For years, the fragmentation in the international transport operations was, and still is, a bit of a mystery for the shippers as there are too many companies intervening on one operation.
Globalization, technology changes, transparency, and successive financial crises have impacted heavily the entire sector. Same way as for any other industry. Look at the massive changes in the banking sector or the automotive industry.
After years of horizontal consolidation within freight forwarding and the carriers, we have all seen big names disappear. Today we notice a strong wave moving forward into a vertical concentration.
This situation is totally shaking the market where shipping lines do not hesitate to invest in warehouses, trailers and charter aircraft. At the same time, freight forwarders are stepping into maritime and air carriage.
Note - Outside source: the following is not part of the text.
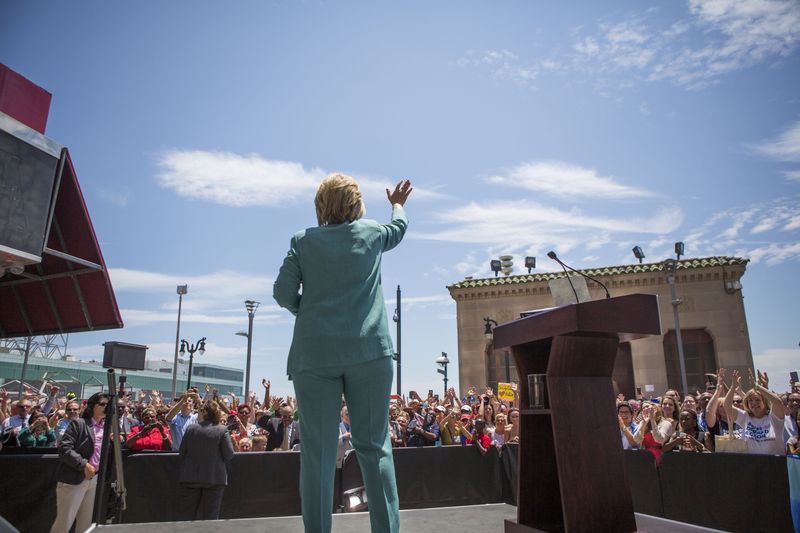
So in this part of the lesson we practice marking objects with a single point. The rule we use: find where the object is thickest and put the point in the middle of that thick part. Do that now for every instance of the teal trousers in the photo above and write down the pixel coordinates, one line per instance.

It is no longer taboo for each to challenge the place of the other. These movements are all due to the shortage of cargo space and containers. Who is responsible?
Typical examples are the takeover of CEVA by CMA-CGM or the decision of DSV-Panalpina to start chartering vessels, this proves that the market is currently looking for a new legitimacy.
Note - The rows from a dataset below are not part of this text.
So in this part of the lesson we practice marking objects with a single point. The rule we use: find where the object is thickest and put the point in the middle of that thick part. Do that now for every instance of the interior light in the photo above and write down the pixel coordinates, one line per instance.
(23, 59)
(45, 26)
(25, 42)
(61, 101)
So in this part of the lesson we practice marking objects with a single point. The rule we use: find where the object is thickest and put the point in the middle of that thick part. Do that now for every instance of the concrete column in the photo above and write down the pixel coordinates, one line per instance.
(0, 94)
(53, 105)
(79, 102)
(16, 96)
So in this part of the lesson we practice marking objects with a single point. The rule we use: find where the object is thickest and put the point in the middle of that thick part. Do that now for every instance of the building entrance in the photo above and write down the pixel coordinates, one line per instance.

In the breakbulk area, we also noted some attempts for vertical integration, such as Deugro with Dship, Dteq etc. and BBC Chartering trying to step into the shippers’ offices …
But the sector is still mainly consolidating horizontally like the Mammoet and ALE takeover.
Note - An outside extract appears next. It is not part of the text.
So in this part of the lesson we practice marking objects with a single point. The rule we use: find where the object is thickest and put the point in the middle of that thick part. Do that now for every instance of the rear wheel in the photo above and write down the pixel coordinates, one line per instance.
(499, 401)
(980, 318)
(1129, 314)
The question remains: is it sustainable?
At the end of the day, for a shipper, these changes must result in a simplification of liability, visibility and integration of legal conditions covering the entire supply chain.
The foreseeable consequences of the vertical integration will be a deeper dependency between shippers and operators and difficulty for existing smaller logistics structures.
I draw the reader’s attention to the fact that this situation will create major conglomerates with a lot of power in the market, and they will be controlling the transport operations and the price from end to end. Meaning higher prices, as there will be less competition.
This is the reason why it will be more difficult for medium and small size shippers to contest the prices or to find real competitors able to provide the same level of services.